We met at work, naturally enough. Like people do. We work at Giggle Mouse Castle, like everyone does. Everyone in this town owes so much to that crazy mouse! Did you know Giggle Mouse Castle is the world’s largest theme park that happens to be sinking?
We’ve had a good marriage, Sandra and I. I mean sex isn’t everything. And the kids we’d hoped for never happened. Maybe that’s for the best. Who wants a dad with a wolf hand? But it’s been good. Companionship. Underrated I’d say. Sex isn’t everything.

I mean naturally, Sandra isn’t really in the mood for that kind of thing at the moment. Who would be with your sister disappeared? Right now, at this moment, no one knows what happened to Rachel. And that can take its toll on someone. So of course the last thing Sandra wants is me pawing her like some lust filled animal!

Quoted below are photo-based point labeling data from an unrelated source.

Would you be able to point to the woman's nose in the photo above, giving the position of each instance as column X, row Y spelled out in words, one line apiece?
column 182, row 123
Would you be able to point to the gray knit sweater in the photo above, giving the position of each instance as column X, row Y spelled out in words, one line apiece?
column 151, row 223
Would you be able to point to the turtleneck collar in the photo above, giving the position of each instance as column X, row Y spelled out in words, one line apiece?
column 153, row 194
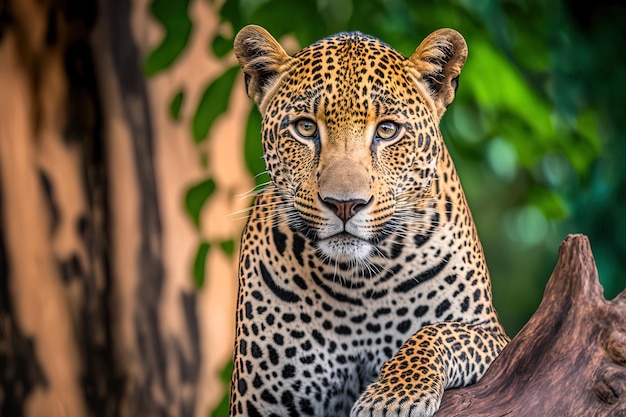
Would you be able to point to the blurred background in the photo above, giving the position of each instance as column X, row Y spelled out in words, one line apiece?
column 127, row 145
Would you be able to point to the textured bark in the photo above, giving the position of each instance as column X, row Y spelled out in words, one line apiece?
column 569, row 359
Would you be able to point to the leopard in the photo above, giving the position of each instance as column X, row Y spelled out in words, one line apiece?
column 363, row 288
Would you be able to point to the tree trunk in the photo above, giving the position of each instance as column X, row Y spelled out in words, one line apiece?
column 569, row 359
column 99, row 315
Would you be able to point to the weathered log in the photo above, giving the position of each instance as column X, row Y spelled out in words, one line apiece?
column 569, row 359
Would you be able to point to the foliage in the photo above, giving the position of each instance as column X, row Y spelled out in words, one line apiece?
column 535, row 130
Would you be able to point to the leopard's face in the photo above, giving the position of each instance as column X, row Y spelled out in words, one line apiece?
column 351, row 141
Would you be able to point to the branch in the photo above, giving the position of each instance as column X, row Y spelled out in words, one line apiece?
column 569, row 359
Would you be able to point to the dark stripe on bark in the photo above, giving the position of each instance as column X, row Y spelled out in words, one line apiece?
column 153, row 393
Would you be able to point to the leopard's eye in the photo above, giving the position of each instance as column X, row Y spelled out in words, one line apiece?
column 387, row 130
column 306, row 128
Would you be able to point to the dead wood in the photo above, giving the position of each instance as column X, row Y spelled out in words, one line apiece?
column 569, row 359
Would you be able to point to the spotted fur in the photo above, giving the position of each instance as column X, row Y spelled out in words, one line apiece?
column 363, row 288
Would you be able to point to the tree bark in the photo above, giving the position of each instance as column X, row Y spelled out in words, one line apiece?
column 569, row 359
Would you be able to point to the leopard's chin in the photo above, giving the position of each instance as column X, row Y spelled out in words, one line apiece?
column 346, row 248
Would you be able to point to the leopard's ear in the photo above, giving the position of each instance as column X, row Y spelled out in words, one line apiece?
column 439, row 60
column 262, row 59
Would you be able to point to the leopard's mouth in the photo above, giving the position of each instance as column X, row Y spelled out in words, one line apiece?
column 345, row 247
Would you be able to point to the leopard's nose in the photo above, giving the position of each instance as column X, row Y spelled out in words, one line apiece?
column 345, row 209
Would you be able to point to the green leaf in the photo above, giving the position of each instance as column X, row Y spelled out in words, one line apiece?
column 199, row 264
column 253, row 148
column 213, row 103
column 175, row 20
column 176, row 104
column 196, row 197
column 228, row 247
column 221, row 46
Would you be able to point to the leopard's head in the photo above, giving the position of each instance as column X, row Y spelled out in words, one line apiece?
column 351, row 132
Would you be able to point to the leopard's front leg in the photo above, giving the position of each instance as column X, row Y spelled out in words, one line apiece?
column 440, row 356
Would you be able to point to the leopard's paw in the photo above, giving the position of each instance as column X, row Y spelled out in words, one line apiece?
column 380, row 400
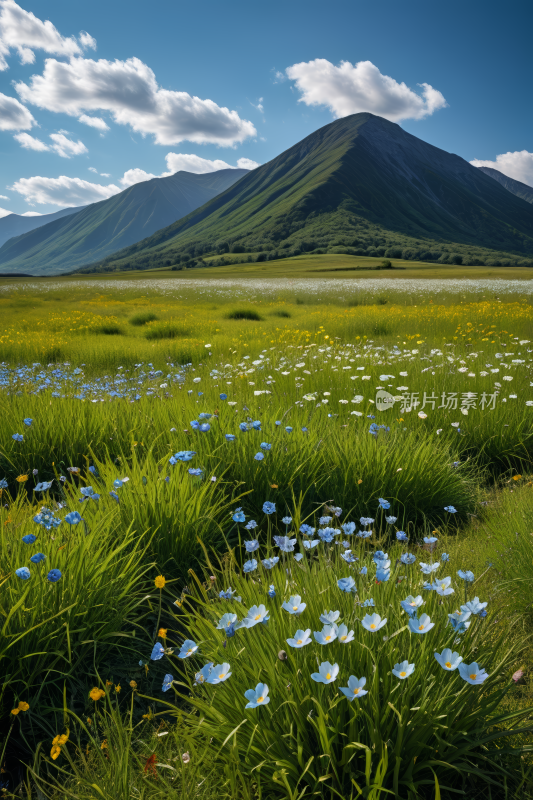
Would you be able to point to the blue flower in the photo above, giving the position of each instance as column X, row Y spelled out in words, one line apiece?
column 373, row 622
column 43, row 486
column 167, row 682
column 294, row 605
column 475, row 607
column 258, row 696
column 188, row 648
column 218, row 674
column 442, row 586
column 255, row 615
column 448, row 660
column 309, row 545
column 300, row 638
column 354, row 688
column 411, row 604
column 347, row 585
column 327, row 673
column 472, row 673
column 403, row 670
column 239, row 516
column 422, row 625
column 348, row 528
column 307, row 530
column 269, row 563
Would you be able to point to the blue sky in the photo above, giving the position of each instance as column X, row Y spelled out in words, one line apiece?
column 457, row 75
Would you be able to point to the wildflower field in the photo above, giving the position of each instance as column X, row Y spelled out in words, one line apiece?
column 266, row 538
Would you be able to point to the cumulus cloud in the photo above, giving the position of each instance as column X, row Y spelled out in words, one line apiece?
column 351, row 88
column 128, row 90
column 62, row 145
column 94, row 122
column 30, row 142
column 517, row 165
column 13, row 115
column 63, row 191
column 22, row 31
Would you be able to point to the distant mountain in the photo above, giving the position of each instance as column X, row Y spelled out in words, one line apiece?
column 16, row 224
column 516, row 187
column 361, row 183
column 102, row 228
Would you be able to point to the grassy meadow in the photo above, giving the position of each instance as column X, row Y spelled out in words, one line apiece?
column 204, row 494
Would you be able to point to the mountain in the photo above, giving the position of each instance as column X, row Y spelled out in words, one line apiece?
column 101, row 228
column 361, row 184
column 16, row 224
column 516, row 187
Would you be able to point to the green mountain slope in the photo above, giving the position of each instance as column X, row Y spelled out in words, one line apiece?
column 17, row 224
column 107, row 226
column 516, row 187
column 360, row 182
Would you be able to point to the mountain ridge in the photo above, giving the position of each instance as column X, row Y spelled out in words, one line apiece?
column 104, row 227
column 353, row 173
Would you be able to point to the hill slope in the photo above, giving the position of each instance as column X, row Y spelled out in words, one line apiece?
column 16, row 224
column 516, row 187
column 109, row 225
column 360, row 182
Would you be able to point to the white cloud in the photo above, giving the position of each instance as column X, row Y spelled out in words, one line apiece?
column 63, row 191
column 128, row 90
column 349, row 89
column 193, row 163
column 87, row 40
column 517, row 165
column 30, row 142
column 65, row 147
column 62, row 145
column 13, row 115
column 94, row 122
column 22, row 31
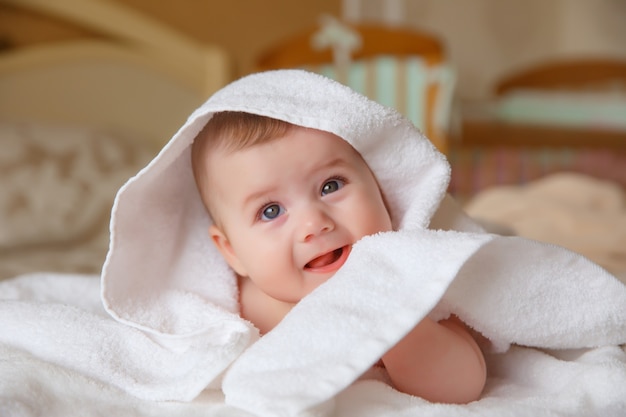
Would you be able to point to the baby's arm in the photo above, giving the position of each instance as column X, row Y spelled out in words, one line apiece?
column 438, row 361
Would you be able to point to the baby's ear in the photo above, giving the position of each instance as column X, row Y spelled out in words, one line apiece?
column 223, row 245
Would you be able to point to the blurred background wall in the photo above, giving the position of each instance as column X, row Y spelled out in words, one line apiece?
column 485, row 38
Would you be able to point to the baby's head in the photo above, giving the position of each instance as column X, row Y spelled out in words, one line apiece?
column 287, row 202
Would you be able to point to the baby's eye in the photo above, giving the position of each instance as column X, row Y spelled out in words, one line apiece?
column 331, row 186
column 271, row 211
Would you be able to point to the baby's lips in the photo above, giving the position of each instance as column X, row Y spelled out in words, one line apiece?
column 329, row 261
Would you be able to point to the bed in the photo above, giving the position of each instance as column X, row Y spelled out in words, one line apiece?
column 79, row 116
column 76, row 120
column 545, row 157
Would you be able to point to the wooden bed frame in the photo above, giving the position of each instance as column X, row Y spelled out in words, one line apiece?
column 136, row 75
column 489, row 152
column 376, row 40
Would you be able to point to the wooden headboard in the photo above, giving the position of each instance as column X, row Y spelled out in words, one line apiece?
column 136, row 75
column 570, row 74
column 492, row 149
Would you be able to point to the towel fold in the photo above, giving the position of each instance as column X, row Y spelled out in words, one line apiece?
column 171, row 328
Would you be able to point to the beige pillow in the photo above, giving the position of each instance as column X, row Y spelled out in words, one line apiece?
column 58, row 183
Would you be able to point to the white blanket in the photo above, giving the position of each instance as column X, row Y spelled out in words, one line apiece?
column 170, row 341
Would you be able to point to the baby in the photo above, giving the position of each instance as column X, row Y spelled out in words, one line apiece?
column 288, row 203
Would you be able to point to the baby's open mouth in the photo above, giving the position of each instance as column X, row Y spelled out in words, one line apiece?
column 330, row 260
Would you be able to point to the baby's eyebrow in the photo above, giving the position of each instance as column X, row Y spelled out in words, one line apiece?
column 331, row 163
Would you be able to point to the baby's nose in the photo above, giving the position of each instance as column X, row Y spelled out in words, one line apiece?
column 315, row 222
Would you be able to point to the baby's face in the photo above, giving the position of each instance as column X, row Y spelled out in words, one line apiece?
column 291, row 209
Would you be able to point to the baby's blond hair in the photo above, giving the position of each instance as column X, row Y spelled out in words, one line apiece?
column 231, row 131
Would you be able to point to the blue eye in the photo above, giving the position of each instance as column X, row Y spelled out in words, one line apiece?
column 331, row 186
column 271, row 211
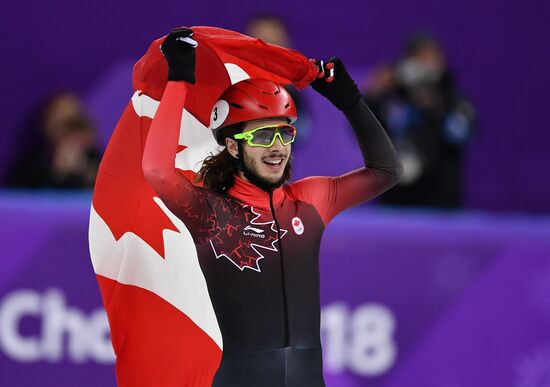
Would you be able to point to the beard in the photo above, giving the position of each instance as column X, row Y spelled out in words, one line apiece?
column 250, row 171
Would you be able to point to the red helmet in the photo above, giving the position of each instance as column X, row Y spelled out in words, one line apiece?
column 251, row 99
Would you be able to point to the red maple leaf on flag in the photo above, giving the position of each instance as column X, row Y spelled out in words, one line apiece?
column 122, row 197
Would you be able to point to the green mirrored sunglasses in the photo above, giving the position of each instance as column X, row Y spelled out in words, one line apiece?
column 265, row 136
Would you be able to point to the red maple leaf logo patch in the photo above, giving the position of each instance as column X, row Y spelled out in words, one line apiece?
column 242, row 243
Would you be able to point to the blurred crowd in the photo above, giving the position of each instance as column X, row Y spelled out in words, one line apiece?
column 414, row 96
column 430, row 122
column 57, row 146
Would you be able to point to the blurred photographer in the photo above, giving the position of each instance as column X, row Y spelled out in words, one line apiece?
column 428, row 120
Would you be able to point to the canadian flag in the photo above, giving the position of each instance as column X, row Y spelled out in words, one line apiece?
column 163, row 326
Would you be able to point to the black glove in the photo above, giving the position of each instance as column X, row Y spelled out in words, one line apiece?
column 179, row 50
column 334, row 83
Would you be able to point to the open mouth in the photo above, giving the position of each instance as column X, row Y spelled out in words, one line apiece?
column 273, row 162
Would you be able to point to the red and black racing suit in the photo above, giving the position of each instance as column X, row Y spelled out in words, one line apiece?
column 259, row 252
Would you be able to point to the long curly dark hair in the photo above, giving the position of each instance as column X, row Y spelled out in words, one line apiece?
column 218, row 171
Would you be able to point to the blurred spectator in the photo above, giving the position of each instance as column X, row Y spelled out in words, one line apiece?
column 57, row 146
column 270, row 28
column 274, row 30
column 429, row 122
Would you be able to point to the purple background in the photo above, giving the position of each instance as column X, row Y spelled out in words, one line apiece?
column 495, row 47
column 469, row 293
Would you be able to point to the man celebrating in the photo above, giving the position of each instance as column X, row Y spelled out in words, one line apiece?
column 258, row 237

But as so often happens, something quite…well, profound I suppose… comes out of the tragedy. I suppose I’m not the only man who has found his wife less and less attractive over the years. There’s something so sad about watching the woman you love wither like hoary grapes. Sad and disgusting. Even before, you know, we were having difficulties because, well, because things just weren’t as tight and as firm as they used to be shall we say. I don’t blame her exactly; I mean I know it’s not her fault. The last time we tried, you know, we did it in front of the big mirror in the bedroom. I remember when we used to do that years ago, before it all turned to porridge. Well I’m going through the motions frankly. Out of politeness. I mean this woman makes me a sandwich to take to work every morning, it’s the least I can do isn’t it? Anyway, there I am, struggling to “be a man” if you will, just flapping in the breeze, and all of a sudden I catch a glimpse of myself in the mirror. Suddenly there’s a spark. Just for an instant, I see the way the light from the bedroom lamp hits me and I’m all sharp lines and dense sensuous shadow. No longer a lingering spent sack of regret, a ghost at the sexual feast. I file it away for later and crack on. Grit my teeth and get through it. Later when she’s asleep, I try it all again, only solo. It’s like a switch flips in my head. I spend hours diligently exploring myself in ways that would make a Cardinal blush.  Afterwards I feel complete. Complete, refreshed and clean. Clean in a way I though I’d never feel again. It’s just so important to take some time out to be good to yourself. What? No she can’t hear us. She’s on a lot of medication.